My interests vary.
I'm always trying on new ideas and concepts and past times. I try my best to squeeze in those interests between a very busy job and all of my girls at home: 1 teenager, 1 cross dresser and 2 bearded ladies.
It is not easy to do and lately, I haven't had a lot of time to post updates here though there has been just as much to write about.
I can pick and choose my interests but Jeanie cannot.
His pursuit of all things female seems to consume him. Everything revolves around his crossdressing which I've grown to believe is more than just crossdressing. I think he truly longs to be a girl and part of me thinks well, he should be maybe then he could have new interests but I read your blogs and know that isn't true. It never stops. Not really.
For the last week, I've made him dress butch. My daughter has growing pains which those of you that are parents know revolves around hating parental figures. While she wouldn't discuss her issues Jeanie and I decided that he would not dress in front of her for a while.
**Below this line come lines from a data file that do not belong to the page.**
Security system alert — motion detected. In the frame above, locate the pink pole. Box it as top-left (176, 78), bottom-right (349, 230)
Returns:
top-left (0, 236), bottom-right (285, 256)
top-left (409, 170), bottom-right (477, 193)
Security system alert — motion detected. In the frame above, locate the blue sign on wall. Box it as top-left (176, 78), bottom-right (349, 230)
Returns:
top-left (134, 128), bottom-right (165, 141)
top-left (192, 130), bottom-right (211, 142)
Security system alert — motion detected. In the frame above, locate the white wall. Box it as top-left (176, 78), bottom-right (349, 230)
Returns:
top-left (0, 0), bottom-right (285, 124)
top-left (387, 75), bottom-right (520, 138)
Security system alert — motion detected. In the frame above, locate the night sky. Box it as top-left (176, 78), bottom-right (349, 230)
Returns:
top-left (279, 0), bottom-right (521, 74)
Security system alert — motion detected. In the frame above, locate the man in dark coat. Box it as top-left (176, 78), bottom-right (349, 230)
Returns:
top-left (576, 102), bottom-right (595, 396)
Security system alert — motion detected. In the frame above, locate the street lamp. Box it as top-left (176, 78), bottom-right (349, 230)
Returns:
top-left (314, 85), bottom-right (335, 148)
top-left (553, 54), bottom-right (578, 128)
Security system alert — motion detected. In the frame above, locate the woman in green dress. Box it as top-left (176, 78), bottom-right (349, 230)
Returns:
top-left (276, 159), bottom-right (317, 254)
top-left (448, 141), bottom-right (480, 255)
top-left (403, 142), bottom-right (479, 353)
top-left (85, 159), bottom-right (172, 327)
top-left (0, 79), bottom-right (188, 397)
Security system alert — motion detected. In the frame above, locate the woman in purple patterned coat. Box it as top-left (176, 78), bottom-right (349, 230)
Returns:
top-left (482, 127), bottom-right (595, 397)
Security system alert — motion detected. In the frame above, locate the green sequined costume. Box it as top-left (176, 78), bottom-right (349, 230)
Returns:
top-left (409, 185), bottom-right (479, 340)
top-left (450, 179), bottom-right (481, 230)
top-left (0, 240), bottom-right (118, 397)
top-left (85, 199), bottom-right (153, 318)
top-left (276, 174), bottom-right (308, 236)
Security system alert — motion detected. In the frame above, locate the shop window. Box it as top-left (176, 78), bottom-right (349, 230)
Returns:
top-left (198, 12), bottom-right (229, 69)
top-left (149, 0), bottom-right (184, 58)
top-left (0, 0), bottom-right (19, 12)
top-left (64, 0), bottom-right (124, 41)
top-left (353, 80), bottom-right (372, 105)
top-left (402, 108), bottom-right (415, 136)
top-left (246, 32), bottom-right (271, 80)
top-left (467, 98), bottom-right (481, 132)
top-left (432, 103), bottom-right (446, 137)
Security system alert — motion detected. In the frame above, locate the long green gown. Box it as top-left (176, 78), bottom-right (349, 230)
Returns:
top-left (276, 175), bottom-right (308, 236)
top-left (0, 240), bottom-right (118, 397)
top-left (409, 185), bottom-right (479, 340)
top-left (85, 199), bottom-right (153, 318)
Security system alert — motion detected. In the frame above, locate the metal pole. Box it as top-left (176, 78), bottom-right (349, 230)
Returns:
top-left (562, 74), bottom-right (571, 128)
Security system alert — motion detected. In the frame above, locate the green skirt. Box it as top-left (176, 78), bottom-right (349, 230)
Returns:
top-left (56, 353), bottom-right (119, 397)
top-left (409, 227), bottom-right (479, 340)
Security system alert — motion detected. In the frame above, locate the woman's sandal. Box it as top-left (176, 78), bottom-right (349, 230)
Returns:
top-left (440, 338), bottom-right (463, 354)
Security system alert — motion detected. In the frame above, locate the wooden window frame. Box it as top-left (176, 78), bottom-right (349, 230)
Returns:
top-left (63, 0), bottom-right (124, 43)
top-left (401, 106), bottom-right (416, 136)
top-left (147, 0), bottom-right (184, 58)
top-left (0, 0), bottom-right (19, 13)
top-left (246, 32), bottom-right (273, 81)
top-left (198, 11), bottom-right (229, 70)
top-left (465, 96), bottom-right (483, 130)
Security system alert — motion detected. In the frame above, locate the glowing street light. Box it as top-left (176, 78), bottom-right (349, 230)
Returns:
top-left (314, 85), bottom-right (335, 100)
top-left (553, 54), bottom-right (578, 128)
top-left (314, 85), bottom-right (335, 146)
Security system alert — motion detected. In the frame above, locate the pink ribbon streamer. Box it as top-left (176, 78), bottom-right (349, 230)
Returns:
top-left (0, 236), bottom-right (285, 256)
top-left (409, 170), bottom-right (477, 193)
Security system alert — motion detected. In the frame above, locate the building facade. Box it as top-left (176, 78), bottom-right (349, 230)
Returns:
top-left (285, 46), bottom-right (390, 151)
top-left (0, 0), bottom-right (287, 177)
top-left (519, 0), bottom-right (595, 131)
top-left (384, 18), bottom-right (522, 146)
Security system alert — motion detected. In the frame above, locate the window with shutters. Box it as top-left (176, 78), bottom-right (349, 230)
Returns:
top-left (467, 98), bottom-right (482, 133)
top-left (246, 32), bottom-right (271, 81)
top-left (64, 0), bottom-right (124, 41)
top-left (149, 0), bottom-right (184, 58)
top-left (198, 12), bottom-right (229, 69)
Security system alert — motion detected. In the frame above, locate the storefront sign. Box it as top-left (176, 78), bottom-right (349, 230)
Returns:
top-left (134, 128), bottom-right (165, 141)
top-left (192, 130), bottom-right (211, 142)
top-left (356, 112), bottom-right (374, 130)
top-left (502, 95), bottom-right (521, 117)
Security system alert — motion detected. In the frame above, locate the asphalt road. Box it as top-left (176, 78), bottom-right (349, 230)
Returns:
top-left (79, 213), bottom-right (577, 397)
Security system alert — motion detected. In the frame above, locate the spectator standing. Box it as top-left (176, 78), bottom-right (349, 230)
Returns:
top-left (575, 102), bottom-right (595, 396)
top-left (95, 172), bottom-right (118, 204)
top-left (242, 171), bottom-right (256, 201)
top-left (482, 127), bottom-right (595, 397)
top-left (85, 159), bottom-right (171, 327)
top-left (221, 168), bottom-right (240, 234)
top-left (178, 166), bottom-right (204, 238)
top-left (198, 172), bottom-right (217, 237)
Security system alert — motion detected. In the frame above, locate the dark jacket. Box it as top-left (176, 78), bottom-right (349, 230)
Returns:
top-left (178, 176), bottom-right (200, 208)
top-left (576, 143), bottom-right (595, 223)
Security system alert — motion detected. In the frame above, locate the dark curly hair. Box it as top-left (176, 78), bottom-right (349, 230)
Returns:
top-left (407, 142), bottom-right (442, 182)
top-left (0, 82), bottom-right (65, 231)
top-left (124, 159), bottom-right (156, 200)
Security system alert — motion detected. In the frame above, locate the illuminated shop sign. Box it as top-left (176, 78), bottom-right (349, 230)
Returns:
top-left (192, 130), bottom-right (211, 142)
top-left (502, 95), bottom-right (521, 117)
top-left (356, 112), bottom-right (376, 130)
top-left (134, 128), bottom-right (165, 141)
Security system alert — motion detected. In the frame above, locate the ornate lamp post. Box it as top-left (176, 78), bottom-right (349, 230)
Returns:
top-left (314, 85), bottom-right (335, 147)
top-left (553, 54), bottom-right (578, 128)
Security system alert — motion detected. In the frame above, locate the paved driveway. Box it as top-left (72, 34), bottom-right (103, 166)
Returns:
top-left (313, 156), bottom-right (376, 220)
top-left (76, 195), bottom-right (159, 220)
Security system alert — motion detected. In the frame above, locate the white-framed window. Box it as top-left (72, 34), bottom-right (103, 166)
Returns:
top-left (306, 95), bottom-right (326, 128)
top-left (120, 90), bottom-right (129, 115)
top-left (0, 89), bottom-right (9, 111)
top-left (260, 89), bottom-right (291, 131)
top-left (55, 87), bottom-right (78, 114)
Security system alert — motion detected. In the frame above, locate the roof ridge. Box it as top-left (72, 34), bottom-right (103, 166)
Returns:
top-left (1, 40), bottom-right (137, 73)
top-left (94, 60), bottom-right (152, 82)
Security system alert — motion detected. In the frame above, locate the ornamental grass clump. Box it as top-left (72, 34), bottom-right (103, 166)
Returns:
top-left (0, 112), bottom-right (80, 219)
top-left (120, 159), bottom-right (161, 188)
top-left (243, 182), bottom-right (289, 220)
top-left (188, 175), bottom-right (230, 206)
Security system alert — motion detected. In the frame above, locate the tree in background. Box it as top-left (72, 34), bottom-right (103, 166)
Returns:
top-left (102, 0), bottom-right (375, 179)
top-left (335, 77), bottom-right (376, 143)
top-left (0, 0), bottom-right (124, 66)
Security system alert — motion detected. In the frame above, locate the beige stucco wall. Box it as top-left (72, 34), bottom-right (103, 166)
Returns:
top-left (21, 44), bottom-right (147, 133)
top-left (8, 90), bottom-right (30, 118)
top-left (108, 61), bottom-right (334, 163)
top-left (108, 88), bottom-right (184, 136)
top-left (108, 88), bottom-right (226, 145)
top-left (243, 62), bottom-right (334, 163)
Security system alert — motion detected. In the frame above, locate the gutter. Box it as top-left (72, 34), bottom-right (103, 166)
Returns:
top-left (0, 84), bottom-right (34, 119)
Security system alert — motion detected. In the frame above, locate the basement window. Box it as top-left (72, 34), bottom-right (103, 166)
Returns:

Her mood is better; Jeanie's has grown worse. All weekend he has been moody and terribly sensitive. He recently began using an herbal product from Thailand in hopes of being more feminine and I'm wondering if this is not effecting his moods or maybe it's just the fact that I've inhibited his form of expression.
Life is bumpy but even at its worst it is truly the best of times. I feel so complete in Jeanie's company that even an hour away from him seems too long.
Sunday, May 3, 2009
Subscribe to:
Post Comments (Atom)
4 comments:
wow...I feel for you. W/r/t the herbal supplements...it's possible. I've read about other girls who have used herbal products, and the results are real, but take a long time to come to fruition. Probably her mood is due to restricting her femininty, unfortunately. But that's part of the deal..at times one must restrict themselves for the better. Be it gender, or drink, or religion or golf....sending some chill vibes your way girl
My only thought thoughout my entire life has been about me being transsexual. If Jeanie is, she has my sympathy. She will be fighting with those feelings all her life. I can't be sure, but I believe that even SRS wouldn't stop this battle in my head. Talk with her about it, hold her hand.
TALK TALK TALK. My mother only wanted to know if I was gay, when I said no, well not in the way she thought, she was satisfied and fled happy. I thought that was going to be the moment I unburdened my soul and was left standing a quivering wreck. We never came close to any discussion ever again, part of me has hated her my whole life for that abandonment and lack of interest in my well being. If I had been on fire I would not have been any more obviously in need of some serious help. They could never understand why I just left home.
Everything revolves around his crossdressing...Ignoring the crossdressing bit, Jeanie's a guy first and us blokes... well, we can be very singular in our hobbies. Sports, mechanics, computing, reading, DIY, etc.
Chuck that level of interest *and* couple that with the history of having to keep his crossdressing quiet, you may find things go up a notch once in a while.
Going from 'femme weekends' to butch mode, can be a big drop. That could explain his change in mood.
I think, for what it's worth, that Caroline's comment of TALK TALK TALK can't be understated.